Structural, electronic, magnetic, transport and mechanical properties of the half-metal-type quaternary Heusler alloy Co2Fe1-xVxGe

Abstract

Abstract We report on the bulk properties of the Heusler alloy system Co 2 Fe 1 - x V x Ge with 0 ⩽ x ⩽ 1 in steps of 0.125 . We find single-phase alloys only for x = 0.25 and x = 0.375 , both of which exhibit an L21 crystal structure. The alloys are found to be soft ferromagnets with high Curie temperatures ( ∼ 800 K). Magnetization measurement shows the saturation magnetization to be 5.21 μ B / f . u . and 4.78 μ B / f . u . for Co 2 Fe 0.75 V 0.25 Ge and Co 2 Fe 0.625 V 0.375 Ge respectively, in good agreement with the values expected from a Slater-Pauling rule for half metals. In zero applied magnetic field, the resistivity versus temperature of these alloys does not display the usual T2 dependence at low temperatures indicative of electron-magnon scattering, another indirect suggestion of half metallicity. Our ab initio calculations also predict half-metallic character in the alloys after V substitution.

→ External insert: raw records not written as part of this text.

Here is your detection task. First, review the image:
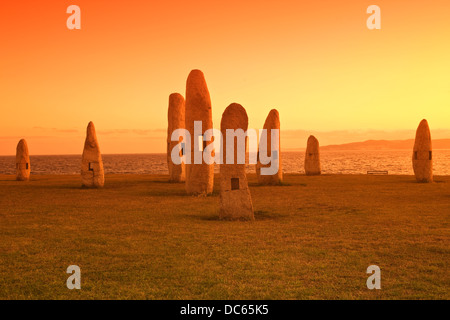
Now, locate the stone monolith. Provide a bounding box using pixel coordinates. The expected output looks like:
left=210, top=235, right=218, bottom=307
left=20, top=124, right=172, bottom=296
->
left=16, top=139, right=31, bottom=181
left=167, top=93, right=185, bottom=182
left=219, top=103, right=254, bottom=220
left=412, top=119, right=433, bottom=182
left=305, top=136, right=321, bottom=176
left=81, top=122, right=105, bottom=188
left=256, top=109, right=283, bottom=185
left=185, top=70, right=214, bottom=195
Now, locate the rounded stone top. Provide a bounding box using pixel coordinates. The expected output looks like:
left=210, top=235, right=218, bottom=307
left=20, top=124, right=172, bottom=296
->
left=186, top=70, right=211, bottom=114
left=186, top=69, right=209, bottom=95
left=169, top=92, right=184, bottom=102
left=85, top=121, right=97, bottom=148
left=264, top=109, right=280, bottom=129
left=17, top=139, right=28, bottom=153
left=307, top=135, right=319, bottom=150
left=220, top=103, right=248, bottom=131
left=414, top=119, right=431, bottom=151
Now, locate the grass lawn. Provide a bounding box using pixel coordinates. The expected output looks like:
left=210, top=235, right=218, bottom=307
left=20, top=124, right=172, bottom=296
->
left=0, top=175, right=450, bottom=299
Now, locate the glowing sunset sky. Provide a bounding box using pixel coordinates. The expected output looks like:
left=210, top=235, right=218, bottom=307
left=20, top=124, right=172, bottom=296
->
left=0, top=0, right=450, bottom=154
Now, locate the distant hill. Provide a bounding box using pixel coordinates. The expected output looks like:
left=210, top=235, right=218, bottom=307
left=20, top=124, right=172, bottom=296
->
left=320, top=139, right=450, bottom=151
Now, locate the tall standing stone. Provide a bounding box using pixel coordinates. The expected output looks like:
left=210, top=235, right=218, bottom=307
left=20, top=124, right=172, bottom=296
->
left=412, top=119, right=433, bottom=182
left=16, top=139, right=31, bottom=181
left=167, top=93, right=185, bottom=182
left=305, top=136, right=321, bottom=176
left=81, top=122, right=105, bottom=188
left=256, top=109, right=283, bottom=185
left=219, top=103, right=255, bottom=220
left=185, top=70, right=214, bottom=195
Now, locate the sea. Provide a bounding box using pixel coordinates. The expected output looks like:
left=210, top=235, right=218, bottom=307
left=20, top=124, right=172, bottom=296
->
left=0, top=150, right=450, bottom=175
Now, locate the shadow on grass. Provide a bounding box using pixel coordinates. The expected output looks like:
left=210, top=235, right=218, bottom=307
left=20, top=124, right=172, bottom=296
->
left=190, top=210, right=286, bottom=223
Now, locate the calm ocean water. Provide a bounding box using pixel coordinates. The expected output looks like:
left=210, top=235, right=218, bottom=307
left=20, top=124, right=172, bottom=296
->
left=0, top=150, right=450, bottom=175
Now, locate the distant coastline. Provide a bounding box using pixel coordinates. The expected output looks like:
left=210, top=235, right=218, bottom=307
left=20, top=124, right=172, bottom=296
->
left=284, top=139, right=450, bottom=152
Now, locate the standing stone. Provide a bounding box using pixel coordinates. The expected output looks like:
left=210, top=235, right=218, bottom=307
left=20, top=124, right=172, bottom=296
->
left=412, top=119, right=433, bottom=182
left=16, top=139, right=31, bottom=181
left=256, top=109, right=283, bottom=185
left=219, top=103, right=255, bottom=220
left=167, top=93, right=185, bottom=182
left=305, top=136, right=321, bottom=176
left=185, top=70, right=214, bottom=195
left=81, top=122, right=105, bottom=188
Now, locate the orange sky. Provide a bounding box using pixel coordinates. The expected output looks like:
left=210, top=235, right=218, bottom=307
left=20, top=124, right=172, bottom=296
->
left=0, top=0, right=450, bottom=154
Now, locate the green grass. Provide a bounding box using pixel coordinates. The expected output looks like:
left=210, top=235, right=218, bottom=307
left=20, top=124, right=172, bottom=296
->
left=0, top=175, right=450, bottom=299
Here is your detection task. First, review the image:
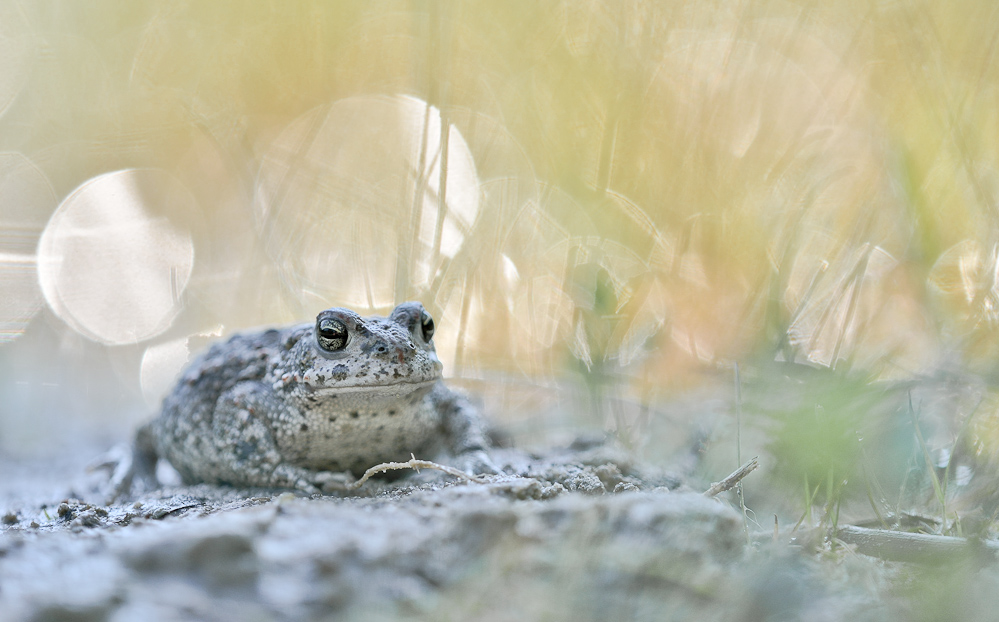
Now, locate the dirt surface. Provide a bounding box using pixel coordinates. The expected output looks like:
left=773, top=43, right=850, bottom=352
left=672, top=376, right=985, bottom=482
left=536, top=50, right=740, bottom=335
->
left=0, top=446, right=892, bottom=621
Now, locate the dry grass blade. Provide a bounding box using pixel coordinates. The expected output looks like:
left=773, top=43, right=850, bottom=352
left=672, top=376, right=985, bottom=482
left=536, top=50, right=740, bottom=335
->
left=704, top=457, right=760, bottom=497
left=836, top=526, right=999, bottom=563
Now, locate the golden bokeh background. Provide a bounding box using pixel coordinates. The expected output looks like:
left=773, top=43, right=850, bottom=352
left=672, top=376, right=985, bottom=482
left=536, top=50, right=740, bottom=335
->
left=0, top=0, right=999, bottom=498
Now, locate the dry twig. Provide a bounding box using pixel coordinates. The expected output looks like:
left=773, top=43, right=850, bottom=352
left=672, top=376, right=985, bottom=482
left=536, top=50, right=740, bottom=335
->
left=704, top=457, right=760, bottom=497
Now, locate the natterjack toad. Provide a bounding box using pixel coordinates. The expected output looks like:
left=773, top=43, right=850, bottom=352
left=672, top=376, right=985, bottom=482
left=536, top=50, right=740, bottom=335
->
left=119, top=302, right=493, bottom=493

The large exchange splitting between the occupied majority- and unoccupied minority-spin states leads to the Fermi level almost intersecting a peak in the V majority density of states. This leads to a markedly higher spin polarization upon V doping, making V an ideal dopant for achieving half-metallic behavior in Co 2 FeGe. Relatively high mechanical hardness values are also observed.